Diverse effects of sphingosine on calcium mobilization and influx in differentiated HL-60 cells

Sphingosine induces a biphasic increase in cytosolic-free Ca²⁺ ([Ca²⁺](i)) with an initial peak followed by a sustained increase in HL-60 cells differentiated into neutrophil-like cells. The initial peak is not affected by the presence of ethylene glycol bis (β-aminoethyl ether) N, N, N', N-tetraacetic acid (EGTA) in the buffer and appears to be dependent on conversion of sphingosine to sphingosine -1-phosphate (S1P) by sphingosine kinase, since it is blocked by the presence of N, N-dimethylsphingosine (DMS), which, like sphingosine, causes a sustained increase itself. The sustained increase that is elicited by sphingosine or DMS is abolished by the presence of EGTA in the buffer. The sustained sphingosine-induced Ca²⁺ influx does not appear due to Ca²⁺ influx through store-operated Ca²⁺ (SOC) channels, since the influx is not inhibited by SKF 96365, nor is it augmented by loperamide.
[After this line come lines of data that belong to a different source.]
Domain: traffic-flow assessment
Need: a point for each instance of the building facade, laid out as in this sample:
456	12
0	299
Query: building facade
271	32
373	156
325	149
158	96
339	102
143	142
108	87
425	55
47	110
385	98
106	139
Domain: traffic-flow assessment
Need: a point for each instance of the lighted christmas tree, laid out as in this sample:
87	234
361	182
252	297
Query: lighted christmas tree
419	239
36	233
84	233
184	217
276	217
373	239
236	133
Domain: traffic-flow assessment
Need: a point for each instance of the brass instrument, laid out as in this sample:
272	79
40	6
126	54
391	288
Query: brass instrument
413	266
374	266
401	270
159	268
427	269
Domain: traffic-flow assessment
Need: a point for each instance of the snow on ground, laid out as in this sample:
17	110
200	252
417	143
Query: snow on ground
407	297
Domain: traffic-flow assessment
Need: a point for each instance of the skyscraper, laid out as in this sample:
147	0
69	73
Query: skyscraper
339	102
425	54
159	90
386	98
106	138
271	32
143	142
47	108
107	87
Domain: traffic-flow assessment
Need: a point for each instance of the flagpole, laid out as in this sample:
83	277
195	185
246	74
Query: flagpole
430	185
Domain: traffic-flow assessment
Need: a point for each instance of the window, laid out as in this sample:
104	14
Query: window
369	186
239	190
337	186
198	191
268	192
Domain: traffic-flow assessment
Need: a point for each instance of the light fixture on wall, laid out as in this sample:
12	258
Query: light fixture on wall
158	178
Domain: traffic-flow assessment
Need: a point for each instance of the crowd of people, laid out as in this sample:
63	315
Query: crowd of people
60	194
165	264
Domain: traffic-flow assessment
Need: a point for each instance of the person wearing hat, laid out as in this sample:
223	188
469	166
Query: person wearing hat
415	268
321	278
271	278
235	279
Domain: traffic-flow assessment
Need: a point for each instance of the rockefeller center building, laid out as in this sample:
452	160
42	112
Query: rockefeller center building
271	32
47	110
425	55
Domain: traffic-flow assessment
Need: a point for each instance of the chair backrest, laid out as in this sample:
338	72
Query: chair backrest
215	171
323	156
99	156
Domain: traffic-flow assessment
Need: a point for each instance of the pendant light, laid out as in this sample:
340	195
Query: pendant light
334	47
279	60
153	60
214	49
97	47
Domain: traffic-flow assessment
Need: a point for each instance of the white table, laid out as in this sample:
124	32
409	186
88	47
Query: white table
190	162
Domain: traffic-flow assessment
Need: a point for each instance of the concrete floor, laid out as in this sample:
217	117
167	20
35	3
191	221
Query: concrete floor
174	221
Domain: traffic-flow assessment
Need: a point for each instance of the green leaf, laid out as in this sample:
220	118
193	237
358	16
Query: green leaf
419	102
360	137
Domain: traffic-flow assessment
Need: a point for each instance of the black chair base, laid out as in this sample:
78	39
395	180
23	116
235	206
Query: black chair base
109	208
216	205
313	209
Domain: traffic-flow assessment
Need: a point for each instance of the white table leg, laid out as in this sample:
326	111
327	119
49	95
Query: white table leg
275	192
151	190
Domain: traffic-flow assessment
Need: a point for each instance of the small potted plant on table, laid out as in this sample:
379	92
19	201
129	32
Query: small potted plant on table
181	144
In addition, sphingosine and DMS attenuate the Ca²⁺ influx through SOC channels that occurs after depletion of intracellular stores by ATP or thapsigargin. Both the initial peak and the sustained increase in [Ca²⁺](i) elicited by sphingosine can be blocked by phorbol 12-myristate 13-acetate (PMA)-elicited activation of protein kinase C. Thus, in HL-60 cells sphingosine causes a mobilization of Ca²⁺ from intracellular Ca²⁺ stores, which requires conversion to S1P, while both sphingosine and DMS elicit a Ca²⁺ influx through an undefined Ca²⁺ channel and cause a blockade of SOC channels. (C) Harcourt Publishers Ltd 2000.